Je regarde mon nom et mon prénom sur la page de garde  de mon blog - et je m'étonne : quel rapport, me dis-je, entre ce que je suis en moi et pour moi, et ces lettres, ces syllabes, ces inanités sonores, censées me représenter en vérité ? Si l'on m'avait affublé d'un autre nom, d'un autre prénom - ceux que je porte m'ayant toujours semblé inadéquats - si je m'appelais Dupond ou Dupont, ou Grant ou Sternberg, Antoine ou Stanislas, ma vie aurait-elle été la même ? Quel rapport, en somme, entre l'être que je suis, ou que je m'imagine être, et ces dénominations purement verbales et conventionnelles ?

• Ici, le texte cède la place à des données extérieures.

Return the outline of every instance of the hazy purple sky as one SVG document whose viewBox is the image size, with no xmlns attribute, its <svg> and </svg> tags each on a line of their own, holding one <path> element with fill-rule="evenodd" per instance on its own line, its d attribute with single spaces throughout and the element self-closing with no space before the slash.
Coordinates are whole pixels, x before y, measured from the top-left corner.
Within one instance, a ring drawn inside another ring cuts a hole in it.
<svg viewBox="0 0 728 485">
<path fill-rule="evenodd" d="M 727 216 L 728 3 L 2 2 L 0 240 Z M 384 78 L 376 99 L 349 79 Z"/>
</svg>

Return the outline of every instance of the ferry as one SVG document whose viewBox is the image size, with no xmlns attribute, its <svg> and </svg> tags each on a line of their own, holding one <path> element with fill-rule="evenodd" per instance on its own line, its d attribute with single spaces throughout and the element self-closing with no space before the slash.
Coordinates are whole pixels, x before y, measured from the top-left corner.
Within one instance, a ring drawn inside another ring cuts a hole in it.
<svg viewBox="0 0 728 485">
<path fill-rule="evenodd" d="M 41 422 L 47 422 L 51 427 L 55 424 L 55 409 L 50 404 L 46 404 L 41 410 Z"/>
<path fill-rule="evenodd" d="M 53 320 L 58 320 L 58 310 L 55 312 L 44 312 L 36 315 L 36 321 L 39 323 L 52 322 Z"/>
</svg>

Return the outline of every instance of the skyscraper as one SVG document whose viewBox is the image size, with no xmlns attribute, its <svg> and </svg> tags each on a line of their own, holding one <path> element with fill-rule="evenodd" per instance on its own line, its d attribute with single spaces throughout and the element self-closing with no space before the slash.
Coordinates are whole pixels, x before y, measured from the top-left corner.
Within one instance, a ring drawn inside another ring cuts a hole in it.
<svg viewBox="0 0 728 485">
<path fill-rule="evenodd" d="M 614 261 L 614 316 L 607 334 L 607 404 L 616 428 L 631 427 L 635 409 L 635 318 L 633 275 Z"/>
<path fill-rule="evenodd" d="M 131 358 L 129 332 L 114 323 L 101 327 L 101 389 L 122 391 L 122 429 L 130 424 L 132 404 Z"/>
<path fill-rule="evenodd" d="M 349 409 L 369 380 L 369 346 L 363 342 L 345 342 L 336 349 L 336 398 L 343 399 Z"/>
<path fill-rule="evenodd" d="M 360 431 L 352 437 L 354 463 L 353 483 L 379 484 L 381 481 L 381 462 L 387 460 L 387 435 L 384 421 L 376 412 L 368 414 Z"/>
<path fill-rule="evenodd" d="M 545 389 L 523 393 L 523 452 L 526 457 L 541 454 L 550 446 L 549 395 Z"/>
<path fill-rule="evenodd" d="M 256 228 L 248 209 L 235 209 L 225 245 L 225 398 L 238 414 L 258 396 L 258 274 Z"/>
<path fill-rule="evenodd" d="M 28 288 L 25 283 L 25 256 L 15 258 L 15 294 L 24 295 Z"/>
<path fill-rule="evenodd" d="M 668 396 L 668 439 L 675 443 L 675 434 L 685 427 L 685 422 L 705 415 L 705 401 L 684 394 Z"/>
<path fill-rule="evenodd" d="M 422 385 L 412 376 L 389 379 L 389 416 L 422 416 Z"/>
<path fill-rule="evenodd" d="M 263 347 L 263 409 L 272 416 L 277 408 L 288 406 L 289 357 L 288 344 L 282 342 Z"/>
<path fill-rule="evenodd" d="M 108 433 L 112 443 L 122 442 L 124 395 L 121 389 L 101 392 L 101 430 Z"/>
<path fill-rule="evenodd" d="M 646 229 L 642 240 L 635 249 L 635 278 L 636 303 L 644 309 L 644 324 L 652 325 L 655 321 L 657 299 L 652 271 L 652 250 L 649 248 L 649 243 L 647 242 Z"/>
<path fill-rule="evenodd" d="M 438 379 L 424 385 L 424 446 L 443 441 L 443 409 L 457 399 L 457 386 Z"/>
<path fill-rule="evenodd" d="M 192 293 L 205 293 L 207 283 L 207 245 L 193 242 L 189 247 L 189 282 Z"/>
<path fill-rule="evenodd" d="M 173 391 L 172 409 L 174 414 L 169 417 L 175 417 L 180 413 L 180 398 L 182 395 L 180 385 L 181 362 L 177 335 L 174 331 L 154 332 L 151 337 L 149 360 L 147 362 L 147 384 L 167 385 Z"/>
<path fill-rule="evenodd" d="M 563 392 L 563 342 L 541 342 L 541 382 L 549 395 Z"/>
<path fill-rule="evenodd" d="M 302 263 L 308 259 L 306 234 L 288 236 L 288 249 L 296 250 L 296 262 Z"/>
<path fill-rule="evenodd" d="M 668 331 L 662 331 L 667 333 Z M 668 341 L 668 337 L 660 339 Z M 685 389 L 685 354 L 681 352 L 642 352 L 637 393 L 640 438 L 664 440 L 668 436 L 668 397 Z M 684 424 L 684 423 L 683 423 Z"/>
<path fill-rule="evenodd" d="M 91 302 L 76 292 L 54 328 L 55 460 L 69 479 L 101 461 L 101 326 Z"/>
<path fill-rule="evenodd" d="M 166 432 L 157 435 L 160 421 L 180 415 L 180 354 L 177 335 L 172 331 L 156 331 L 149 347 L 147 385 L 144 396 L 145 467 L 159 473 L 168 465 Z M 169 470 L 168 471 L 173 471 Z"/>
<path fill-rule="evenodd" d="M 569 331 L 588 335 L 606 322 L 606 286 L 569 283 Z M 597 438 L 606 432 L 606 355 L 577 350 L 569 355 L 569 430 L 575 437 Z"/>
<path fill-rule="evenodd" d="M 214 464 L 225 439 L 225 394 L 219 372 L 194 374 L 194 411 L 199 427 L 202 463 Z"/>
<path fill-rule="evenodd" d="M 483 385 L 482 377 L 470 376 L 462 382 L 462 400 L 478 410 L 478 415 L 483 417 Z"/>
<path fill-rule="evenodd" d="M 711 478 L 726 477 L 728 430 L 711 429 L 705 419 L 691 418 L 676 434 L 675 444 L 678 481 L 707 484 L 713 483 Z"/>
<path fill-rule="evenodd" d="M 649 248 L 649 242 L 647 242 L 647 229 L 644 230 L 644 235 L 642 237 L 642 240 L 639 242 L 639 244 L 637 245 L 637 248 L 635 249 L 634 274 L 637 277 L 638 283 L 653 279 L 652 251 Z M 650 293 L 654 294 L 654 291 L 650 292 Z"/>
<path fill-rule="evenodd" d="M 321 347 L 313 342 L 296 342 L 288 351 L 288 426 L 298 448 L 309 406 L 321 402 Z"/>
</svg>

D'abord, convenons que ces dénominations ne représentent pas, ne figurent pas comme feraient un tableau, un portrait, un miroir. Dans un miroir on se re-connaît : que l'on déteste ou admire cette image, qu'on se laisse séduire ou effrayer, il n'en reste pas moins que, sauf pathologie sévère, on ne doute pas de l'identité de celui qui y est exposé. Je veux bien que l'image déforme, que la droite passe à gauche et que l'on ne voie pas la profondeur, ni l'arrière, mais c'est bien moi que je vois, ce n'est pas un autre : j'y suis, j'y reste, et tant pis pour moi. Chaque matin, me lavant ou me rasant, je retrouve cet autre dans le miroir dont je ne doute pas sérieusement que c'est moi. Pour certains angoissés c'est le seul élément de réassurance dont ils disposent dans l'incertitude universelle, et même si l'image est décevante, ou cruelle, c'est toujours encore le pôle fondateur de l'identité personnelle. Entre moi et l'image du moi il existe un rapport charnel, vivant, trompeur sans doute, car je ne suis pas cette image, mais indiscutable, précieux et nécessaire.

Que serais-je si je ne me reconnaissais plus dans le miroir ? S'ouvre là un abîme de terreur, qui est aussi, en un autre sens, une béance où s'entrevoit la vérité.

Mais les lettres d'un nom, d'un prénom, que représentent-elles ? Leur première fonction est de représenter quelqu'un (quelque-un, un-quelconque) pour les autres, lesquels en décident souverainement, plaquant l'appellation sur l'enfant qui n'a rien demandé, l'affublant d'une désignation patronymique pour le nom de famille, et d'un prénom pour signaler l'individualité, en le distinguant des frères et soeurs, et des autres membres du clan. Et me voilà porteur d'une double assignation que je n'ai pas choisie, qui, par un singulier renversement, est supposé exprimer ma position subjective. On m'a dit que j'étais Untel, et voilà que je me prends pour Untel, fixant mon identité, supposée intrinsèque, sur une identité purement conventionnelle et controuvée.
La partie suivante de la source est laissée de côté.